Van Traa was in 1974 al lid geworden van de PvdA, als groot
bewonderaar van
Joop den Uyl. Hij solliciteerde in die tijd vergeefs naar de functie
van
fractiemedewerker voor buitenlandse zaken. Relus ter Beek zat met Piet
Dankert
in de sollicatiecommissie. Van Traa werd het niet.
Ter Beek: ,,Piet en ik wilden hem graag hebben wegens zijn grote
internationale kennis, maar twee personeelsvertegenwoordigers van de
partij
meenden dat hij niet zou passen in het collectief. Te
individualistisch." Die
eigenschap bezorgde hem in 1979 wel zijn grote doorbraak in de partij.
Van Traa werd op het PvdA-congres verkozen tot internationaal
secretaris,
een functie die ook door mensen als Max van der Stoel, Dankert, Ter Beek
en
Harry van den Bergh was vervuld.
Partijvoorzitter Felix Rottenberg herinnert zich nog hoe Van Traa
zichzelf
naar voren had geschoven.
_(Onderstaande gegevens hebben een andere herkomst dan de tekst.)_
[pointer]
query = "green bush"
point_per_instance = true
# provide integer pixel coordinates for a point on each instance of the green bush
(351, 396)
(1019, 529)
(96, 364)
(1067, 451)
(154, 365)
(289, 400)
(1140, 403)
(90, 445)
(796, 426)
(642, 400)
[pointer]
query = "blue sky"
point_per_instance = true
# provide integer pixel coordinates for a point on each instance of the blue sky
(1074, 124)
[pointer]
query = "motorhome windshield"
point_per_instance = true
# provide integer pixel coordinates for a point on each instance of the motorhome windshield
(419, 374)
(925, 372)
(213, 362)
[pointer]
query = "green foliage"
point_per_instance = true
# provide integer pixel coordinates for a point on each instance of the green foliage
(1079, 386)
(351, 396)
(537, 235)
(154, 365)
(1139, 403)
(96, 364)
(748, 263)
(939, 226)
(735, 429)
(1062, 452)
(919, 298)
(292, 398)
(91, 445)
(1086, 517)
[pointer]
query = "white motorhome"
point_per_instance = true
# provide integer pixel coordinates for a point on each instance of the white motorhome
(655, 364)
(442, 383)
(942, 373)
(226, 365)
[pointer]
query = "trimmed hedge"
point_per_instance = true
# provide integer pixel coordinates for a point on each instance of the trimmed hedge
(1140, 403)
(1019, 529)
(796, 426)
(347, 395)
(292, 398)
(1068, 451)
Van Traa belde hem op een avond op.
Rottenberg, de
langzame, donkere stem van Van Traa imiterend: ,,"Ja, met Maarten van
Traa, ik
wil mij kandidaat stellen. Ik vraag mij af of de Jonge Socialisten mij
steunen". Hoe hij die functie veroverde was heel kenmerkend", vervolgt
Rottenberg. ,,De ouderen in de partij vonden dat hij eerst een tijdje
assistent-secretaris moest zijn. Maar hij trotseerde de vernederende
rituelen
van de sociaal-democratie en reisde in zijn eentje het hele land af om
zijn
kandidatuur toe te lichten."
Van Traa reisde veel toen hij eenmaal verkozen was. Niet per trein
en
slaapzak, zoals hij volgens eigen zeggen ,,demagogisch" had
aangekondigd.
Daarmee had hij zich slechts willen afzetten tegen één van
zijn
voorgangers, ,,vliegtuigdiplomaat" Harry van den Bergh. De atoomwapens
waren
begin jaren tachtig onderwerp van een ware kruistocht. Hoewel hij in
het
Komitee Kruisraketten Nee actief betrokken was bij de grote demonstraties
van
de vroege jaren tachtig, was Van Traa volgens sommige partijgenoten
minder
radicaal dan hij zich voordeed.
,,Hij stond veel meer op de rechtervleugel dan hij het deed
voorkomen",
zegt Harry van den Bergh. ,,Hij was actief als tegenstander van de
kruisraketten, maar dacht volgens de werkelijke internationale
verhoudingen."
Journalisten die met hem werkten, deelden dat gevoel.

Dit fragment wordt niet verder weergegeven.